The Devourer Below

Hermetic Library Fellow T Polyphilus reviews The Devourer Below [Amazon, Bookshop, Publisher, Local Library] edited by Charlotte Llewelyn-Wells, cover by John Coulthart, book 5 of the Arkham Horror series.

Llewelyn-Wells The Devourer Below

The Devourer Below is the fifth volume of Arkham Horror fiction to be issued under the Aconyte imprint. While the previous four have been novels, this one is a collection of short stories by various authors. I was thus expecting a wide assortment of tales, joined only by their early 20th-century Arkham, Massachusetts setting and the involvement of assorted investigator characters from the Fantasy Flight Arkham Files games. I was in fact pleasantly surprised to find that these stories are far more interrelated than that.

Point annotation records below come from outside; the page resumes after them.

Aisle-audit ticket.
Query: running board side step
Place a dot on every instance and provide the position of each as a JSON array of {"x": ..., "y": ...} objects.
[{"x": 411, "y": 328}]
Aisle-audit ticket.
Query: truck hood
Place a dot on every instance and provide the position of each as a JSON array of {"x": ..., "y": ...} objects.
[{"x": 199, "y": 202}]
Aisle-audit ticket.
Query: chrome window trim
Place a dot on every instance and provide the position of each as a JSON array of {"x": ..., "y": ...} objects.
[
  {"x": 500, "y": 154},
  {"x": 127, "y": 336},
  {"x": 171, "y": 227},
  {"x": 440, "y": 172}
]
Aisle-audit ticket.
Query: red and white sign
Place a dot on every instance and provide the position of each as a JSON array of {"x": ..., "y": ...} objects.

Players of Arkham Horror: The Card Game may recognize “The Devourer Below” as the title of the third and final scenario of “The Night of the Zealot,” the campaign included with that game’s core set. All of the stories in this book relate to that starter campaign, featuring the servitors of the Great Old One Umôrdhoth. (Umôrdhoth is based on Mordiggian, from Clark Ashton Smith’s story “The Charnel God.”) Such servitors are largely a mix of ghouls and human cultists.

Specific enemy characters from the card game campaign figure in the stories, as do the important investigator allies Leo De Luca and Lita Chantler. Investigator protagonists include Tony Morgan, Carolyn Fern, Joe Diamond, Daisy Walker, Agnes Baker, Wendy Adams, and Finn Edwards. On the whole, I found the enemy-focused stories more satisfying than the investigator-centric ones, but I liked both and appreciated the variety.

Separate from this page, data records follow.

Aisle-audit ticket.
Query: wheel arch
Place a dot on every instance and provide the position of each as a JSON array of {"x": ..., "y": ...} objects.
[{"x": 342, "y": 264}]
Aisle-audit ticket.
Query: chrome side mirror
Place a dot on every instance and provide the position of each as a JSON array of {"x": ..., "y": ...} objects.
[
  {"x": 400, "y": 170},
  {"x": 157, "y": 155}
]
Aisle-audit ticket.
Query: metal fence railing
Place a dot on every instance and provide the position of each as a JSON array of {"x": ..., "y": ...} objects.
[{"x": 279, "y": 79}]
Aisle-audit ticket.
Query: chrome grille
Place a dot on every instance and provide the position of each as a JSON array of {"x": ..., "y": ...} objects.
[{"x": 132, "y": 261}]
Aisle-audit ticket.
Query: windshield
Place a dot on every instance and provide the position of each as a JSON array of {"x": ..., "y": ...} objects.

As a suite of connected tales of yog-sothothery, The Devourer Below is just fine. As a supplement to the Arkham Horror games, it is good. As an amplification of the core set adventure cycle in Arkham Horror: The Card Game, it is very good.

This book appends a “tease” reprint of the opening chapter of Ari Marmell’s Arkham Horror novel Litany of Dreams, oddly included in the table of contents as if it were one of the stories written for this volume. It also sports the third Arkham Horror fiction cover art by John Coulthart. I like these highly detailed multi-panel covers a lot.